Is a noose hanging on a black coworkers office door worse than stealing $10 in office supplies? I think it is, you guys don't seem to.
Straw man, and really not comparable to the situations presented in this thread. Both of these are really localized, compared to the situations presented where one is localized and the other isn't.
It's true that A
may have killed the clerk, but he didn't. We can't charge someone for something they may have done, otherwise we'd all be criminals. Certainly armed robbery adds to the risk of the situation escalating though, and so we do increase the charge from "robbery" to "armed robbery" and the punishment increases accordingly for the reasons you presented. Criminal A should receive a greater punishment than someone who attempted a robbery without a weapon. That doesn't mean Criminal B shouldn't receive a greater punishment than Criminal A.
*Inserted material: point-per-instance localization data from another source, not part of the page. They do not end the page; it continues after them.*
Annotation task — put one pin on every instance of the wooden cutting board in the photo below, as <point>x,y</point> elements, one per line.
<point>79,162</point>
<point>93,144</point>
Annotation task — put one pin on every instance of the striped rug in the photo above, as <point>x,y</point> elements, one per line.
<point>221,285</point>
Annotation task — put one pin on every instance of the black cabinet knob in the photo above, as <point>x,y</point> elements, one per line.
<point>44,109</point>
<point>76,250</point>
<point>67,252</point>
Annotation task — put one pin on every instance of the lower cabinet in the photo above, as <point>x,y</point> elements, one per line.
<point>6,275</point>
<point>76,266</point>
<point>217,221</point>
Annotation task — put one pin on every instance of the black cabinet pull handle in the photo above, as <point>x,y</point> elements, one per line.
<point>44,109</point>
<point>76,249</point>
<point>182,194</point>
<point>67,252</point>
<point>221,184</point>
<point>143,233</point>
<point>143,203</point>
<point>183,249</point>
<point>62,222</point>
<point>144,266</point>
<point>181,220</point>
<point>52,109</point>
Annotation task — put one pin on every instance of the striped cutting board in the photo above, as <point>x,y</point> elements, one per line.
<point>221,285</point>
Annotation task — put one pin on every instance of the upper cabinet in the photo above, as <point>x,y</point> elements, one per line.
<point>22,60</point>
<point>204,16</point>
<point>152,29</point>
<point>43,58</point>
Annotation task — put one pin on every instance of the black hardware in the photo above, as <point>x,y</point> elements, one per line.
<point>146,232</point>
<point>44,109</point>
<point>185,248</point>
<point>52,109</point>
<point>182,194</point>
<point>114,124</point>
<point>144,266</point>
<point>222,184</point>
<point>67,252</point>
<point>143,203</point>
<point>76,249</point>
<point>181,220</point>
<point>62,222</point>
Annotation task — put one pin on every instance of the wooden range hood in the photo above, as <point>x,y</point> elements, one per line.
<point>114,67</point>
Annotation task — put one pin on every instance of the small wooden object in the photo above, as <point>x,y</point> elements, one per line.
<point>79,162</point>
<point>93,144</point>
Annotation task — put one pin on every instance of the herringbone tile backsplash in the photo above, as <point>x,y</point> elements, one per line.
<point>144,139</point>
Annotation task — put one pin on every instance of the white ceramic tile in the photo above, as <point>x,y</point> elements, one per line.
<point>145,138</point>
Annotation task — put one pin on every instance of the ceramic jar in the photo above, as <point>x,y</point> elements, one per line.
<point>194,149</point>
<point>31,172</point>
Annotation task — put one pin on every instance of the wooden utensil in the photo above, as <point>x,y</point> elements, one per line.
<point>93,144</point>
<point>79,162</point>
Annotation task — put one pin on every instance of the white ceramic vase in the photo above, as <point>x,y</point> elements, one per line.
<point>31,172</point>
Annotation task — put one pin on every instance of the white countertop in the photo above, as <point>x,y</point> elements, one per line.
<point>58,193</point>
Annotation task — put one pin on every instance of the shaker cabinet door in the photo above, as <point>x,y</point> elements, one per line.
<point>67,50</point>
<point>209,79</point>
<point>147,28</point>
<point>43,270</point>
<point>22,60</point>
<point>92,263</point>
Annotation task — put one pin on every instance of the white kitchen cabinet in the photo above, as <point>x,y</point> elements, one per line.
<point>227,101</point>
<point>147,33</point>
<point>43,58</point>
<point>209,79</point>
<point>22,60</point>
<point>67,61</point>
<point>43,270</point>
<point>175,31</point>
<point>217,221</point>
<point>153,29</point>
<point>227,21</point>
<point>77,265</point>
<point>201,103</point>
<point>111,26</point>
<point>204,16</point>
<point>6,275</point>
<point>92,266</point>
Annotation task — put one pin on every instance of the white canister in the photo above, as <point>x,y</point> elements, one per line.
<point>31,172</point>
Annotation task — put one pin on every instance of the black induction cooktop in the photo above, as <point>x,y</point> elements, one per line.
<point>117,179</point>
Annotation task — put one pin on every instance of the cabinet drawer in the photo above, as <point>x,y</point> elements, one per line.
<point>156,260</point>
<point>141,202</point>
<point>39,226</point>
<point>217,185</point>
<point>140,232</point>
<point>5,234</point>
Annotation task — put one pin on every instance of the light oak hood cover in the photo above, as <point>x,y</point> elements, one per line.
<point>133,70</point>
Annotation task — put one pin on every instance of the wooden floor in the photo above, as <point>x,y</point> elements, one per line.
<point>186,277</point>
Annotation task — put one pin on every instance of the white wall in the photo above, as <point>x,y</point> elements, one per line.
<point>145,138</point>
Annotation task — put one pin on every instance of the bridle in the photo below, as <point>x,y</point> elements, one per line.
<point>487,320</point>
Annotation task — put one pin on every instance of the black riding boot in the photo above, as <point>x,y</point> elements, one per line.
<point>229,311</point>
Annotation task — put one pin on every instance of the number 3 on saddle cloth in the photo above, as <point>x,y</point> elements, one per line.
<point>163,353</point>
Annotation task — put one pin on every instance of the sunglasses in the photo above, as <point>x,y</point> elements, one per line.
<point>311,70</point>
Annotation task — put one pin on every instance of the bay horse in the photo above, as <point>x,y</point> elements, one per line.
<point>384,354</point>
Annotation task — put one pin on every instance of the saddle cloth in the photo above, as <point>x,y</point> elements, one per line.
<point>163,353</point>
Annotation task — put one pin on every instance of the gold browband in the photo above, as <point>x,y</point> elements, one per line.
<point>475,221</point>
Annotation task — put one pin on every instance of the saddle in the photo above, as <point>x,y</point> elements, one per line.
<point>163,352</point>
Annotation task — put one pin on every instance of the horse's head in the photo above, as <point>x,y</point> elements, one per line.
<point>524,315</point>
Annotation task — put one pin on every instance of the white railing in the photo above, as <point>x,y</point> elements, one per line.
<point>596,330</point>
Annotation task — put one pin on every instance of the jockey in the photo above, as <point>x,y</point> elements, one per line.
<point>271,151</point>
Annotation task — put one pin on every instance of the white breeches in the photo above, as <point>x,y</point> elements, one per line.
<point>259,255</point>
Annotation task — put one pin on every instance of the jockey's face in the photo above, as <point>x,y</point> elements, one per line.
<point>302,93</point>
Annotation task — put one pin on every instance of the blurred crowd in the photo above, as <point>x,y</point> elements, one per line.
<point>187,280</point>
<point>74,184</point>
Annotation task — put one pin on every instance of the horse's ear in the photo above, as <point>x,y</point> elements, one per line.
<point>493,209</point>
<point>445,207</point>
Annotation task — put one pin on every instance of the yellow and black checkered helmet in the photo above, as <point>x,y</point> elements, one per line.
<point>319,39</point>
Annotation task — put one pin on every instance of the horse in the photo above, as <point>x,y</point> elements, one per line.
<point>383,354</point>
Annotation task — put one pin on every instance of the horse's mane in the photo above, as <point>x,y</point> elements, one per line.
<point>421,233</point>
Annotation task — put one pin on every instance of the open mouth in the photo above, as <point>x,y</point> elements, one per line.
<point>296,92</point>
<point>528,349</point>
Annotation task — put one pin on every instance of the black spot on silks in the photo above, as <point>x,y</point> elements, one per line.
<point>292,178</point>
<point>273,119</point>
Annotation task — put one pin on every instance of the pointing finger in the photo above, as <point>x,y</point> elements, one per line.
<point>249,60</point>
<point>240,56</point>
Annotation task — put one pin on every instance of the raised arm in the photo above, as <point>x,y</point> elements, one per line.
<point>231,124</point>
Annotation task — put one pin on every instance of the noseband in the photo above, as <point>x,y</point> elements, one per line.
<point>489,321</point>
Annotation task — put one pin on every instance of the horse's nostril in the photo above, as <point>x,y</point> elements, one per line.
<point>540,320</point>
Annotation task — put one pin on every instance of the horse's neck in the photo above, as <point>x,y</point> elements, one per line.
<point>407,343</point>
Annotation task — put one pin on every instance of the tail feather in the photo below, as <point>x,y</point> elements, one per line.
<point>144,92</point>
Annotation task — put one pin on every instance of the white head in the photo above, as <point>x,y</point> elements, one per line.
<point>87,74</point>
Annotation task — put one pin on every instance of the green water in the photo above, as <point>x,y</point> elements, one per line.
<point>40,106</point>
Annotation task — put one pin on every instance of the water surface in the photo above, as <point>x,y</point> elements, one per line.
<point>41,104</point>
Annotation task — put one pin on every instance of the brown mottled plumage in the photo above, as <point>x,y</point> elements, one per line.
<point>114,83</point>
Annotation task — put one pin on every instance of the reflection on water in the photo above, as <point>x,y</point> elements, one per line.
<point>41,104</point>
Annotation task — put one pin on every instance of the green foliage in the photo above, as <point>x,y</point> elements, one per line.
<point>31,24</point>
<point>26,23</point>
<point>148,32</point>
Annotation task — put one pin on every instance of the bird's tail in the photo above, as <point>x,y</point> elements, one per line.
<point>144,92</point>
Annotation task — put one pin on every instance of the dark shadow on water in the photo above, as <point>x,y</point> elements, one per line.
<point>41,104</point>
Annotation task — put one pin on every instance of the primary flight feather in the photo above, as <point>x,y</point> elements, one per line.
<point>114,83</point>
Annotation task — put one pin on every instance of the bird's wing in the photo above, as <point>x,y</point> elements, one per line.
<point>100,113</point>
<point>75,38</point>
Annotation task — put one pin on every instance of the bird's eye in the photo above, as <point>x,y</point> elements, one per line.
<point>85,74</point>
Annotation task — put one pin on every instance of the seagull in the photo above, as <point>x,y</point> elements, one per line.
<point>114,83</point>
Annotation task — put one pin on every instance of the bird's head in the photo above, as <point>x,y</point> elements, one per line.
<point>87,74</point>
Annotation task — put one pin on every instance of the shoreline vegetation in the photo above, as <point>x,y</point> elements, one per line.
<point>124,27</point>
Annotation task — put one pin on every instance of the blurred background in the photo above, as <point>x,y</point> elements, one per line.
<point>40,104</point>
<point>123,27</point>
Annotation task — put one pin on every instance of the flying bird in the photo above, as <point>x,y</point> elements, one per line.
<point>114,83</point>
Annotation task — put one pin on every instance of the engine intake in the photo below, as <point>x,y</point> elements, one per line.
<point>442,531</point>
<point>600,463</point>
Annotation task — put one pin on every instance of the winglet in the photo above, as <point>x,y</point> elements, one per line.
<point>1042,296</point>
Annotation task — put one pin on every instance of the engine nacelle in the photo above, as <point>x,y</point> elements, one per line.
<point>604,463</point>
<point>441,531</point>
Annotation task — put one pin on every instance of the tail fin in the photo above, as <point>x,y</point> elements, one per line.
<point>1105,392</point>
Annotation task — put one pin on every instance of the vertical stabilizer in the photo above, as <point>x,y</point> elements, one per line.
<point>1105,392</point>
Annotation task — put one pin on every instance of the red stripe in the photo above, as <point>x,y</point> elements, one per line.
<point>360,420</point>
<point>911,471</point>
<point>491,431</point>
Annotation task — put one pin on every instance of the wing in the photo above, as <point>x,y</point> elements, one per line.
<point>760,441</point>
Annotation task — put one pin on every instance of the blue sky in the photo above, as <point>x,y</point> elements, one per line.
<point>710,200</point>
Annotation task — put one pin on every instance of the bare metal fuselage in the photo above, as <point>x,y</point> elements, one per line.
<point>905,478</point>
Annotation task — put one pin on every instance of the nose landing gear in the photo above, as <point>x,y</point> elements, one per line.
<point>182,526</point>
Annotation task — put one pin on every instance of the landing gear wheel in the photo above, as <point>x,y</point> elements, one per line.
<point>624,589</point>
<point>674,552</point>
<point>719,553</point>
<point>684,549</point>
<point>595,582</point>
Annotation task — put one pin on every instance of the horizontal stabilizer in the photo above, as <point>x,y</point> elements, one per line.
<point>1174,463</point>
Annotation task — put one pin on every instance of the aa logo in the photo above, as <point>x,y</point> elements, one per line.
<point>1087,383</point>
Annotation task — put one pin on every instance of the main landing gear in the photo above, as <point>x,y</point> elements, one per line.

Criminal B's crime is not localized - it has far reaching effects. Stealing millions of dollars affects the world far more than stealing $10 of office supplies. First off it will harm multiple companies and individuals, potentially putting many people out of work and into the poorhouse. How many families will that damage or destroy? How many Criminal A's will be created because they lost their money to the scam and become desperate? How many of those new A's will actually end up killing the clerk? Is the harm done to Criminal B's victims any less real because a gun wasn't involved? As I see it, Criminal B will likely have done more harm in the grand scheme of things than Criminal A, so his punishment should be more severe. It certainly shouldn't be any less.